J Korean Med Sci.  2020 Apr;35(15):e99. 10.3346/jkms.2020.35.e99.

Optimal Cut-Off Value of the Coracohumeral Ligament Area as a Morphological Parameter to Confirm Frozen Shoulder

Affiliations
  • 1Department of Anesthesiology and Pain Medicine, Myongji Hospital, Hanyang University College of Medicine, Goyang, Korea
  • 2Department of Anesthesiology and Pain Medicine, National Police Hospital, Seoul, Korea
  • 3Department of Anesthesiology and Pain Medicine, Catholic Kwandong University, College of Medicine, International St. Mary's Hospital, Incheon, Korea

Abstract

Background
Thickened coracohumeral ligament (CHL) is one of the important morphological changes of frozen shoulder (FS). Previous research reported that coracohumeral ligament thickness (CHLT) is correlated with anterior glenohumeral instability, rotator interval and eventually FS. However, thickness may change depending on the cutting angle, and measurement point. To reduce measurement mistakes, we devised a new imaging criteria, called the coracohumeral ligament area (CHLA).
Methods
CHL data were collected and analyzed from 52 patients with FS, and from 51 control subjects (no evidence of FS). Shoulder magnetic resonance imaging was performed in all subjects. We investigated the CHLT and CHLA at the maximal thickened view of the CHL using our picture archiving and communications system. The CHLA was measured as the whole area of the CHL including the most hypertrophied part of the MR images on the oblique sagittal plane. The CHLT was measured at the thickest point of the CHL.
Results
The average CHLA was 40.88 ± 12.53 mm2 in the control group and 67.47 ± 19.88 mm2 in the FS group.

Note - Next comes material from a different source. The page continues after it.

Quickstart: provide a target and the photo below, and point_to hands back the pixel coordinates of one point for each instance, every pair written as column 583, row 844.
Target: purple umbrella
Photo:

The mean CHLT was 2.84 ± 0.67 mm in the control group and 4.01 ± 1.11 mm in the FS group. FS patients had significantly higher CHLA (P < 0.01) and CHLT (P < 0.01) than the control group. The receiver operator characteristic analysis showed that the most suitable cut-off score of the CHLA was 50.01 mm2, with 76.9% sensitivity, 76.5% specificity, and area under the curve (AUC) of 0.87. The most suitable cut-off value of the CHLT was 3.30 mm, with 71.2% sensitivity, 70.6% specificity, and AUC of 0.81.
Conclusion
The significantly positive correlation between the CHLA, CHLT and FS was found. We also demonstrate that the CHLA has statistically equivalent power to CHLT. Thus, for diagnosis of FS, the treating physician can refer to CHLA as well as CHLT.

Keyword

Adhesive Capsulitis; Area Under Curve; Frozen Shoulder; Ligaments; ROC Curve

Figure

  • Fig. 1 T2-weighted TSE oblique sagittal shoulder magnetic resonance images: (A) CHLT in the FS, (B) CHLA in the FS.TSE = turbo-spin-echo, CHLT = coracohumeral ligament thickness, CHLA = coracohumeral ligament area, FS = frozen shoulder, C = coracoid process, H = humerus.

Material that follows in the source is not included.